Quand il a pris la barre du numéro un mondial de l'automobile, en juin 2009, Akio Toyoda savait qu'il allait rencontrer du gros temps. Le groupe japonais venait de terminer l'exercice 2 008 sur les premières pertes de son histoire (3,53 milliards d'euros), et l'actionnariat grondait. Mais Akio n'est pas un Toyoda pour rien. Son grand-père Kiichiro, audacieux technicien fondateur du groupe, en 1937, et son père Shoichiro, qui l'a présidé de 1992 à 1999, montraient la voie. Il a été formé pour le poste. Alors, devant 3 300 actionnaires - un record -, il n'a pas hésité.
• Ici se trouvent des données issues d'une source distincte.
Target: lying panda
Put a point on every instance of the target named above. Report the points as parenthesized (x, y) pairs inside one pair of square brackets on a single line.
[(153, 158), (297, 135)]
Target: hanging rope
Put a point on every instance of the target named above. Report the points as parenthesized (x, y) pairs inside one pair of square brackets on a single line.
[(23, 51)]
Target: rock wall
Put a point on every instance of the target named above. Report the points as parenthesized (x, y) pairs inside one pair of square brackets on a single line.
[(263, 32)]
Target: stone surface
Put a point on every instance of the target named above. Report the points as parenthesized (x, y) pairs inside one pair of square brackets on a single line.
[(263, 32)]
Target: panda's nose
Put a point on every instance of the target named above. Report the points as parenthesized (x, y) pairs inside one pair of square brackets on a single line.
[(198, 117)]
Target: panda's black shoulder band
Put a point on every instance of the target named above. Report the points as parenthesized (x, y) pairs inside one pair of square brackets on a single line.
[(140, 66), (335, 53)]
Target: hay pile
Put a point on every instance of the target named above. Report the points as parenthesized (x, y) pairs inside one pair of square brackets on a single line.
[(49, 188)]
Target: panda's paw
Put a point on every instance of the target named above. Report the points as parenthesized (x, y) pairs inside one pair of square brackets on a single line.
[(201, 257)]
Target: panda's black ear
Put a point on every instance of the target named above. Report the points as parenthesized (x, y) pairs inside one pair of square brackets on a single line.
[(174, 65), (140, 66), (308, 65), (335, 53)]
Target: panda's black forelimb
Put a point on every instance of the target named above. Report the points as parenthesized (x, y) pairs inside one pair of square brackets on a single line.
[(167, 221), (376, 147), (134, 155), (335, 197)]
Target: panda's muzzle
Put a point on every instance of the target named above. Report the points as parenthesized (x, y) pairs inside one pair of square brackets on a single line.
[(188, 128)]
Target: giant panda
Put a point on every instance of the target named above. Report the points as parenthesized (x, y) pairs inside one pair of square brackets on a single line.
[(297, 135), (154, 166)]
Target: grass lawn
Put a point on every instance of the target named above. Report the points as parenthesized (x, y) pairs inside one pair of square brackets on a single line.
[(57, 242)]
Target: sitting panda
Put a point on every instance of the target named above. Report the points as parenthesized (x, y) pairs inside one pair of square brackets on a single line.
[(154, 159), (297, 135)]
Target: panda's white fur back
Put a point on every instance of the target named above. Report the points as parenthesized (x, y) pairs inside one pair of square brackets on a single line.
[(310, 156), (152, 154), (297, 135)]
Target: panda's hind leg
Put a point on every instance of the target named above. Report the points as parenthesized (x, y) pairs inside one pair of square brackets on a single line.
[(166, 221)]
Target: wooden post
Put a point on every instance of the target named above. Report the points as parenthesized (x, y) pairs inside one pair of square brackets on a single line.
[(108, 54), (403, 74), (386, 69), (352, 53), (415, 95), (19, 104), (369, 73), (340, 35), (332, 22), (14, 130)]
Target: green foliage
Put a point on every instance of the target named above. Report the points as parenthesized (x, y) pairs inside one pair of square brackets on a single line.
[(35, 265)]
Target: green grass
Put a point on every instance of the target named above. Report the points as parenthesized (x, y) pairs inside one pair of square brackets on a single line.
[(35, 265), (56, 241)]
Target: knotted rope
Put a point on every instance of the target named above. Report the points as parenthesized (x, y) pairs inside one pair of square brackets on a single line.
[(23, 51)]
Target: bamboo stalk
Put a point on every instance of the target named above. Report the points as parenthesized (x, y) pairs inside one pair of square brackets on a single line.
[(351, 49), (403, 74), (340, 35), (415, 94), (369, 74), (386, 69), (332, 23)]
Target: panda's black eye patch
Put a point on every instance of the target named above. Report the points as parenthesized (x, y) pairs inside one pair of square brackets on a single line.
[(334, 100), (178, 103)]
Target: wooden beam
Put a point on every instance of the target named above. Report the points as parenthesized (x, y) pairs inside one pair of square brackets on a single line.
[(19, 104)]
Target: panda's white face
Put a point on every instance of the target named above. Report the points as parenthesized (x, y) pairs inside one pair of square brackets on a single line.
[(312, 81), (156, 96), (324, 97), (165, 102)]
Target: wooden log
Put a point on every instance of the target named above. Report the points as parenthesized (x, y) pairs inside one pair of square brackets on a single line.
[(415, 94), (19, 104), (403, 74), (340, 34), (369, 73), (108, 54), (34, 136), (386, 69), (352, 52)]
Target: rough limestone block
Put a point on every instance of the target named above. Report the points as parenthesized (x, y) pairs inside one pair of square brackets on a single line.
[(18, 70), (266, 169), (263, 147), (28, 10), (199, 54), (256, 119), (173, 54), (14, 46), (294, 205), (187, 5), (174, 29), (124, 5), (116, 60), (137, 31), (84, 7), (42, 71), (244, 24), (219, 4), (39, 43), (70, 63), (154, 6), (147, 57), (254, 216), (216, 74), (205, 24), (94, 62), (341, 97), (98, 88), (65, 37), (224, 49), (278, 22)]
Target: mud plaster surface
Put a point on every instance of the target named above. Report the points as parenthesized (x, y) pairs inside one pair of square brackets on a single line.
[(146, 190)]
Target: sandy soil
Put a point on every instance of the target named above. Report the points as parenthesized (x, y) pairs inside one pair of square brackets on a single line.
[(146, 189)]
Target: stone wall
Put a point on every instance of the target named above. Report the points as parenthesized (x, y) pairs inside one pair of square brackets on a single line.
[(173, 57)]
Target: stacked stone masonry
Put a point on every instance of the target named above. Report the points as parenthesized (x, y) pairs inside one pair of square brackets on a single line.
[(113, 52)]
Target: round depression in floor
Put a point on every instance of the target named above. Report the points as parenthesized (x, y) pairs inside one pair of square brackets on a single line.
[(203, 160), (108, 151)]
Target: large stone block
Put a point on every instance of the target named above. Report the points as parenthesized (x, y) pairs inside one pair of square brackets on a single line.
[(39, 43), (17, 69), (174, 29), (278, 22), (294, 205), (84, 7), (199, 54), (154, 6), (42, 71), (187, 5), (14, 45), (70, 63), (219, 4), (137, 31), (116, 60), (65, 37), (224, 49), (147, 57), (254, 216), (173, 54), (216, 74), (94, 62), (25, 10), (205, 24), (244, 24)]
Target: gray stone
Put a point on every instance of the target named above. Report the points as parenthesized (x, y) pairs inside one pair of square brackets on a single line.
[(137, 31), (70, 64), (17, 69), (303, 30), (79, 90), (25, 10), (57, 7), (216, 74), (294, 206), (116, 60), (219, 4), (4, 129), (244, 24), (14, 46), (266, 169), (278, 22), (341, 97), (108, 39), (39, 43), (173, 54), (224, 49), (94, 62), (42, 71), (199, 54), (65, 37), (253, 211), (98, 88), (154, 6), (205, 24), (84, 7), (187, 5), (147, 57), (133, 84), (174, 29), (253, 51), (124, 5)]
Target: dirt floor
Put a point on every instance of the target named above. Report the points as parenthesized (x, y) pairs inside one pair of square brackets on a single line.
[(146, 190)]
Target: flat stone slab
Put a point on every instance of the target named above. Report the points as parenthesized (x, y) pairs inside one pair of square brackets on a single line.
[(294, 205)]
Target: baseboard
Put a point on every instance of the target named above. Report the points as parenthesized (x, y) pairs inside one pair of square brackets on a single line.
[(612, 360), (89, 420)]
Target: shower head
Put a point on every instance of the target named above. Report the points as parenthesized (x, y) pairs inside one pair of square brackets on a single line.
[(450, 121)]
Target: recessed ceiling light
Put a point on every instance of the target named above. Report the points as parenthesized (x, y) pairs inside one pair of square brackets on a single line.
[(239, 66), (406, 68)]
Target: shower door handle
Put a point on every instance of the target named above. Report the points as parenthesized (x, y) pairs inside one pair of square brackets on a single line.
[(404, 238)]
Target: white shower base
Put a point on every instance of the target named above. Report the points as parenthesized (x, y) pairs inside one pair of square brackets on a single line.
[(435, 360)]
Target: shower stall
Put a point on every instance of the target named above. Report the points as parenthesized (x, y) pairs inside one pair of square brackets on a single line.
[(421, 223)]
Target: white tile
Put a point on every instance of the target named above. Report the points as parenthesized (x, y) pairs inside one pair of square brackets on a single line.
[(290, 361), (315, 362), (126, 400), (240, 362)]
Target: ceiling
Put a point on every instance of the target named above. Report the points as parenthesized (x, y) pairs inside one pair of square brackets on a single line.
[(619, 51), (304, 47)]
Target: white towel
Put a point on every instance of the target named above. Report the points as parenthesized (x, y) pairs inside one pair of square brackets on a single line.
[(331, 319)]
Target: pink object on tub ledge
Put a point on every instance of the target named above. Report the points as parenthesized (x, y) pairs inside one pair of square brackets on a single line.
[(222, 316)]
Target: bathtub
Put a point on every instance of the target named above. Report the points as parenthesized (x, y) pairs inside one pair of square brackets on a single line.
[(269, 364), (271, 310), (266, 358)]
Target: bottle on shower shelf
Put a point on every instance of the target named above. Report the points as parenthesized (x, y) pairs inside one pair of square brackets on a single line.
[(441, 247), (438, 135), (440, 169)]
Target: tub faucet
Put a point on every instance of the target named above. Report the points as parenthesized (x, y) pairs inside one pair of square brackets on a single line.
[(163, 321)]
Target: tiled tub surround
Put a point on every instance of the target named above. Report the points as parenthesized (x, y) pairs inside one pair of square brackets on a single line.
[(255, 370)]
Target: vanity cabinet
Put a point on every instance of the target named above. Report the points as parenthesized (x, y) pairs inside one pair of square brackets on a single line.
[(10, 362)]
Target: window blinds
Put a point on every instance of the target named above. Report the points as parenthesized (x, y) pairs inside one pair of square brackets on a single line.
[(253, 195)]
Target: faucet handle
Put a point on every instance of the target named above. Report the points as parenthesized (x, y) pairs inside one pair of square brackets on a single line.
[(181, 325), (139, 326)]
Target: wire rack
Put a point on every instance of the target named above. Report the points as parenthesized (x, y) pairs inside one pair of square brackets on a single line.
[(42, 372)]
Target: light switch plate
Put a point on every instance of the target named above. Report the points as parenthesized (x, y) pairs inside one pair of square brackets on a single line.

Respectueux des convenances, il a laissé s'exprimer son prédécesseur Katsuaki Watanabe. Puis il a pris la parole, histoire de planter le décor. C'était clair, la nouvelle direction du géant de Nagoya s'engageait pour " un voyage au coeur de la tempête ".
Le monde, lui, découvrait le nouveau dirigeant d'un géant dont la fameuse méthode de production fait rêver tant d'industriels. Né en mai 1956, diplômé de la faculté de droit de la prestigieuse université Keio, l'homme apparaissait sans grand charisme mais doté d'une présence certaine. Sa réputation ? Agréable, attentionné, dynamique, brillant sans avoir le génie de son père ou de son grand-père, selon l'entourage.
Surtout, Akio Toyoda incarne une nouvelle génération de dirigeants au sein du groupe. Il possède un MBA, obtenu au fameux Babson College du Massachusetts, preuve d'une maîtrise des ressorts de la globalisation et de sa langue, l'anglais. C'est d'ailleurs les arcanes de cette globalisation que le groupe peine encore à maîtriser. " Il est un des rares chez Toyota à avoir un tel profil international ", juge Yoshio Sakuma, de l'Institut d'études économiques internationales.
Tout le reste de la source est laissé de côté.